Poem praising Muhammad

Simtud Durar (سمط الدّرر; /ar/) also romanised as Simthud Durar or Simthud Duror is the book of poem praising Muhammad The Prophet of Islam written by Habib Ali bin Muhammad al-Habshi. The poem is usually recited during a Mawlid event. The poem is popular among Hadhrami descendants, especially of Sayyids in Hadhramaut, in the island of Java and in the towns of Lamu, Mambrui and Mombasa.

==The Author==
Habib Ali bin Muhammad bin Husin al-Habshi was born on Friday November 17, 1843 CE (24 Shawwal 1259 AH) in Qasam, a town in Hadhramaut. He grew up under the care and supervision of both his father, Muhammad bin Husin bin Abdullah Al Habshi and mother, Syarifah Alawiyyah bint Al-Hussain bin Ahmad Al-Hadi Al-Jufri, who at the time was known as a piety woman.

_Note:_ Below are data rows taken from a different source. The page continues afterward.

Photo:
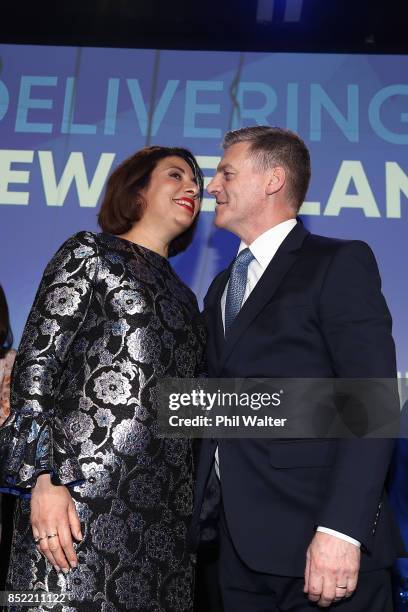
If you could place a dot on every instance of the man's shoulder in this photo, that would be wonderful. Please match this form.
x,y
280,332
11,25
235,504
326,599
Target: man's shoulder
x,y
331,246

At a very young age, Ali had studied and finished reciting al-Quran and successfully mastered the outward and inward knowledge before reaching the age that is usually required for that. Since then, he was consented to by the teachers and instructors to give lectures and studies in public, and in short time he became the center of attention and admiration and a place of honor in the hearts of every person in his town. He was handed the responsibility to teach at educational institutions and at large meetings.

Furthermore, he also collected, directed and educated his students to acquire knowledge, as well as to inspire them in the pursuit of high ideals and noble. To accommodate them, he built a mosque called "al-Riyadh" in Seiyun, as well as boarding schools which were equipped with various facilities to meet their needs, so that they can study in peace and quiet, free from all disturbing thoughts, especially those concerned with the needs of everyday life.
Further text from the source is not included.